M. JUSSERAND, AMBASSADEUR DE FRANCE À WASHINGTON, À M. BRIAND, PRÉSIDENT DU CONSEIL, MINISTRE DES AFFAIRES ÉTRANGÈRES.

L’ambassadeur d’Angleterre a vu aujourd’hui le colonel House qui lui a parlé comme il l’avait fait à Paris de sa conviction que les États-Unis finiraient par prendre part à la guerre, que le moment n’était pas encore venu, mais viendrait et que les idées du Président seraient sur ce point définitivement arrêtées. Je me réfère à ce sujet à mon télégramme n° 95. M. House s’est exprimé sans optimisme sur la situation militaire et navale. Il a été très impressionné par la force et la volonté de vaincre à tout prix qu’il a constatée en Allemagne.

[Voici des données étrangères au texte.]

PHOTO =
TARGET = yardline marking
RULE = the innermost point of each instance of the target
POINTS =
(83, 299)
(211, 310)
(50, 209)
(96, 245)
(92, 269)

Il est persuadé que pendant les trois mois qui vont suivre les Allemands tenteront de frapper des coups formidables sur le front Ouest. Selon lui l’attaque de Verdun n’est qu’un début et l’ensemble des opérations se terminera vers Calais, le plan allemand étant de défaire séparément les forces françaises puis les anglaises. M. House pense cependant que les Alliés résisteront à cette poussée et que finalement, mais moyennant des efforts énormes, la guerre se terminera à leur avantage.

M. House qui semble être revenu d’Allemagne dans des dispositions nettement hostiles à ce pays, a encore dit l’ambassadeur d’Angleterre que la Grande-Bretagne ferait bien de resserrer le plus possible le blocus des côtes allemandes. C’est selon lui...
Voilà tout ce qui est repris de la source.